# Firefox 62.0 slowing my system



## debodun (Sep 14, 2018)

Even since this version of Firefox installed itself, I've been having problems with slow loading pages (like FB) and intermittent freezing (especially pages that use Flash). My OS is Windows 7 - 64 bit and I have a 1.86 GHZ CPU and 3 GB RAM.


----------



## Camper6 (Sep 14, 2018)

I do think you can download the previous version that was working.


----------



## debodun (Sep 14, 2018)

Camper6 said:


> I do think you can download the previous version that was working.

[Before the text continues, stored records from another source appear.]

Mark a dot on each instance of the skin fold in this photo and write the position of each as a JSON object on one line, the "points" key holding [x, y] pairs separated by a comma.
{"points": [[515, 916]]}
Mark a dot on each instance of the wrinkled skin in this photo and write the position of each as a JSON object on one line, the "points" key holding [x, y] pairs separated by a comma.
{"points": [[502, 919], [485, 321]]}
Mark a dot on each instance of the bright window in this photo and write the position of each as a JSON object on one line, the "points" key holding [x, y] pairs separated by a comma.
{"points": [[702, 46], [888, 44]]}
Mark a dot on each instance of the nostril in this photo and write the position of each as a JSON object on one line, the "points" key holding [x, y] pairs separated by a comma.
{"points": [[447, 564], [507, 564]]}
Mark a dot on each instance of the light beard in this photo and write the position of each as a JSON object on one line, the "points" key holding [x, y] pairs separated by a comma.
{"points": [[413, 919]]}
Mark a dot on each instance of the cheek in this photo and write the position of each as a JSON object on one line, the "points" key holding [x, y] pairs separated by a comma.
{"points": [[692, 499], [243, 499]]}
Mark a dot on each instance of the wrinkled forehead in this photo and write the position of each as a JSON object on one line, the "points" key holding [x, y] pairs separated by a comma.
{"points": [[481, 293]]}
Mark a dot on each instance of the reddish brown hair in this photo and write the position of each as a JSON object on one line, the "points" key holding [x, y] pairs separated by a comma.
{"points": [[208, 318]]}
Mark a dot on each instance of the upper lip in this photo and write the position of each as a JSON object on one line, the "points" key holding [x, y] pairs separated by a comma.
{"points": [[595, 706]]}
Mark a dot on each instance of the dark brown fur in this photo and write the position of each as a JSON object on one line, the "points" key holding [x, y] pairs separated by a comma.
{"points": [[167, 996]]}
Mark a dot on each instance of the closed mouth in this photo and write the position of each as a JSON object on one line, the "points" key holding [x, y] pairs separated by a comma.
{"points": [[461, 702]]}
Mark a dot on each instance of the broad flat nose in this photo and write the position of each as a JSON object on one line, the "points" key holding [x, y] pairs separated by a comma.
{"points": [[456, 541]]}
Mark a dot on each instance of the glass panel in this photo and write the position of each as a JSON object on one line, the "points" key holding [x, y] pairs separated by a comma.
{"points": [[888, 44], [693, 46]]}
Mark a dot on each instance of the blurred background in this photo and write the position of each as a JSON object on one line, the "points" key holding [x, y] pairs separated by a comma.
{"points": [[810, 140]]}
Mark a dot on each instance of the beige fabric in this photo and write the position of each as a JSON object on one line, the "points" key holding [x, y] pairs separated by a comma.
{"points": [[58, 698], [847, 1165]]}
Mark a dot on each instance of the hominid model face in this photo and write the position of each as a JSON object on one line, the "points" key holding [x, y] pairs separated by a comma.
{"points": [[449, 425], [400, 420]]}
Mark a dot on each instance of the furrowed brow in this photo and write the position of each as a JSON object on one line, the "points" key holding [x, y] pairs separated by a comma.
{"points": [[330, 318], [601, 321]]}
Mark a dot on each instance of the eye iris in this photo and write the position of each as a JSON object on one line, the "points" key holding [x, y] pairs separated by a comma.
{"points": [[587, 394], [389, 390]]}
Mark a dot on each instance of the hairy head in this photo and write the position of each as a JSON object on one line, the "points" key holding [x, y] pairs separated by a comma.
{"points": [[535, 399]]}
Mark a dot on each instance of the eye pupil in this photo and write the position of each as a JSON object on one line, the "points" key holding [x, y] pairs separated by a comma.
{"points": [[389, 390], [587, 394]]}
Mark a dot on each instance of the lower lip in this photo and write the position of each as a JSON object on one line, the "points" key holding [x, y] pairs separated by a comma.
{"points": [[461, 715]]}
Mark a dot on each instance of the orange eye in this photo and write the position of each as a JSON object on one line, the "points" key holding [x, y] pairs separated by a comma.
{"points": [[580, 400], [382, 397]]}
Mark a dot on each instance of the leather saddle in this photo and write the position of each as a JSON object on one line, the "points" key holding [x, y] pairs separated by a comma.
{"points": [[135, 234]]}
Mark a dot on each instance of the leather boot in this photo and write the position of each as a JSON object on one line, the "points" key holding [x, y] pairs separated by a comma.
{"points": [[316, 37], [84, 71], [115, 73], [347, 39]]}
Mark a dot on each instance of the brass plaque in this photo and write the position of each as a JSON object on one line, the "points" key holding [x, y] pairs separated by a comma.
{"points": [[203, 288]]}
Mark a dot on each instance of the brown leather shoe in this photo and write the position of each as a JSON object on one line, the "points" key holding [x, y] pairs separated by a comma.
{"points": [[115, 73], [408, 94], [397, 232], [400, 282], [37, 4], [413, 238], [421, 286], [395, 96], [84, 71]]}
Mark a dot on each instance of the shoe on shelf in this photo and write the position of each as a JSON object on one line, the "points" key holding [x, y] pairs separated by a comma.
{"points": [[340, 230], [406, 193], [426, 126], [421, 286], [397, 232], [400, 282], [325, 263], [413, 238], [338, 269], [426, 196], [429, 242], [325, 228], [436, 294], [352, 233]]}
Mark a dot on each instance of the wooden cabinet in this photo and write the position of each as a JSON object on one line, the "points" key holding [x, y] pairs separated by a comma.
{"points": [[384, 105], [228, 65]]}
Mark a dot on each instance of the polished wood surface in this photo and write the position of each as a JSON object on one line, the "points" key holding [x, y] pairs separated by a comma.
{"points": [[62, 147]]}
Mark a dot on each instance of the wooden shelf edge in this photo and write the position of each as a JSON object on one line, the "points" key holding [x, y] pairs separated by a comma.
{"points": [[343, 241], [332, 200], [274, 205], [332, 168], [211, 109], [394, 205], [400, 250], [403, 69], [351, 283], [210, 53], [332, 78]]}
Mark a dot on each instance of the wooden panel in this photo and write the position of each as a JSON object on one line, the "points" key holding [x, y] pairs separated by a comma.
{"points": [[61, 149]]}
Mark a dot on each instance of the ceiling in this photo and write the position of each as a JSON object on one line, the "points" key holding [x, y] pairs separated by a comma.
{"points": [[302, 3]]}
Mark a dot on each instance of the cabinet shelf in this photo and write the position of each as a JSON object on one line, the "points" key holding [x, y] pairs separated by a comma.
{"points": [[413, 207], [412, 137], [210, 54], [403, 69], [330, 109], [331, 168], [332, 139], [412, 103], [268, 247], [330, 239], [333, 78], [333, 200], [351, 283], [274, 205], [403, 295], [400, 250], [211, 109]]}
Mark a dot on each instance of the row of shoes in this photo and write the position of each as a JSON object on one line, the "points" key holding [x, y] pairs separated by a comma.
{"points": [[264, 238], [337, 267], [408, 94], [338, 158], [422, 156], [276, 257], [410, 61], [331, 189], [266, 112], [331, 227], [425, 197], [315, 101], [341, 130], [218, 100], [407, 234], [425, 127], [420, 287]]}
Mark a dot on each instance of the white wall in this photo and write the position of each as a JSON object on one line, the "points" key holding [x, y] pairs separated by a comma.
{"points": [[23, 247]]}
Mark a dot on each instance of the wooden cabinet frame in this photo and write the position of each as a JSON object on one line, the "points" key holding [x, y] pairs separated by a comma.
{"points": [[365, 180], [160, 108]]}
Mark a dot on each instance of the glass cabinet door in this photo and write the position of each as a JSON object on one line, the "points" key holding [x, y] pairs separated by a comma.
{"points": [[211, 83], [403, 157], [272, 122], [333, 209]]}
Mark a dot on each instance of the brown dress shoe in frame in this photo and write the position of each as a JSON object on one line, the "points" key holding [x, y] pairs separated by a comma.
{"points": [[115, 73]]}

I probably could, but them it would just automatically update itself.


----------



## Grampa Don (Sep 16, 2018)

I had the same problem so I switched to Opera.  It's a little different and took some getting used to, but I like it a lot better.  It's based on Chrome.  I still have Firefox on my PC, but Opera is the browser I use now.

Don


----------



## kburra (Sep 17, 2018)

debodun said:


> I probably could, but them it would just automatically update itself.



Had same problem but the new vresion stopped many of my ADDONS working so went back......and now have set Firefox not to update, there are other options (See pic)..to get to this option on the toolbar click TOOLS.OPTIONS ,ADVANCED and make your choice>


----------